Technological advancements are making medical devices increasingly feature-rich and miniaturized: two performance characteristics that are inherently conflicting, thus requiring increasingly sophisticated battery power management solutions.

Table 1 – Primary Lithium Battery Characteristics.

Battery-powered devices span the entire medical spectrum, from surgical drills and power tools, to automatic external defibrillators (AEDs), robotic inspection systems, infusion pumps, bone growth stimulators and other wearable devices, glucose monitors, blood oxygen meters, cauterizers, RFID asset tracking tags, and other remote wireless devices.

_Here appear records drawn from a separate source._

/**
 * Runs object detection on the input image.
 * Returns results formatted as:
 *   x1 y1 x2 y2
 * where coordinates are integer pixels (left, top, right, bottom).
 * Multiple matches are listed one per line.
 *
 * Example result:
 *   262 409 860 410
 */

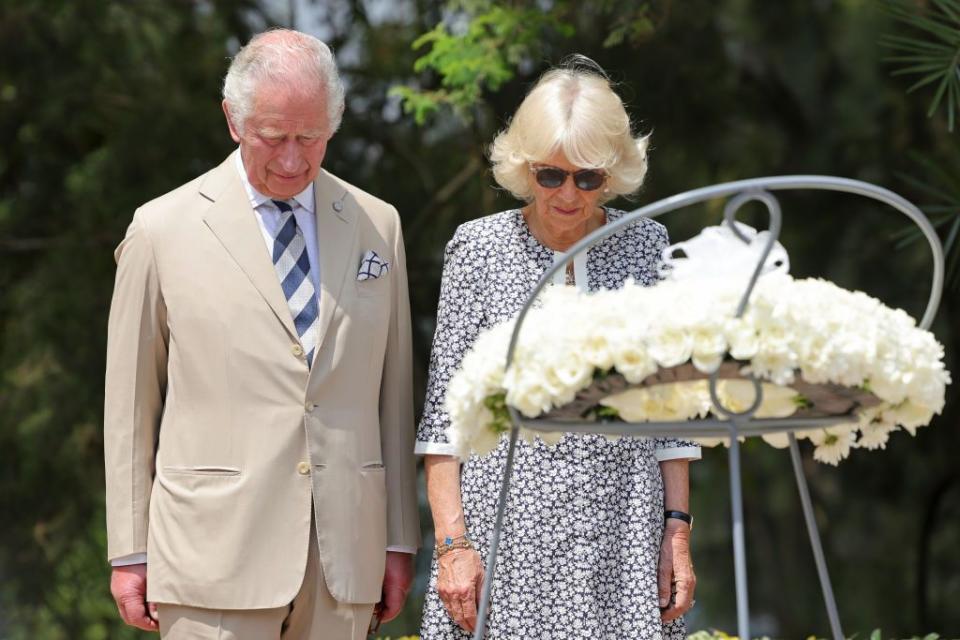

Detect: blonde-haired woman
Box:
417 59 700 640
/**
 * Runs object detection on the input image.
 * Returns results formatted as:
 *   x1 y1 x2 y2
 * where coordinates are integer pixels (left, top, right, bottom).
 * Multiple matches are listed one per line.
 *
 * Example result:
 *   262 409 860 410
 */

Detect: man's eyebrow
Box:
257 126 284 138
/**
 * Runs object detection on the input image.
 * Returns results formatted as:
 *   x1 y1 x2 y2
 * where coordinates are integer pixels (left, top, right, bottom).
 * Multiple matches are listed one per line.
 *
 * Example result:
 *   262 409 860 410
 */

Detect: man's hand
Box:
110 564 160 631
657 519 697 622
437 549 483 633
379 551 413 622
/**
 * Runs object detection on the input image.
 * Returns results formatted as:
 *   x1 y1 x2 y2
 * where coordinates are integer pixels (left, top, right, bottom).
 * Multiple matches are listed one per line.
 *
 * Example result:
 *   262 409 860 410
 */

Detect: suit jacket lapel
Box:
314 170 359 362
200 152 299 340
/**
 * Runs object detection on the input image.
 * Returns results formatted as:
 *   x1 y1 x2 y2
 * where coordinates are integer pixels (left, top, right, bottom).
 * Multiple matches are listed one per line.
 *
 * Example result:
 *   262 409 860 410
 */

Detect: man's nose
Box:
277 140 303 174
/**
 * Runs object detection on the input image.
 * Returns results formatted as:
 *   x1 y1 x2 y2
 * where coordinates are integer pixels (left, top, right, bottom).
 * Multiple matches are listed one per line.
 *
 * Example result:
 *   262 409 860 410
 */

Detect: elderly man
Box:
104 30 419 639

Application-specific requirements dictate the choice of power supply, including:

  • Reliability: patient wellness depends on procedure outcome
  • High power-to-size ratio: keeping the medical device small, lightweight and ergonomic for ease of use and accuracy
  • Long shelf life: making sure the instrument in in working order even after prolonged storage without having to recharge or replace the battery
  • High temperature survivability: for autoclave sterilization
  • Cold temperature operability: for reliable operation in the cold chain
  • Ability to supply high pulses: extra power needed to run motors and communications circuits.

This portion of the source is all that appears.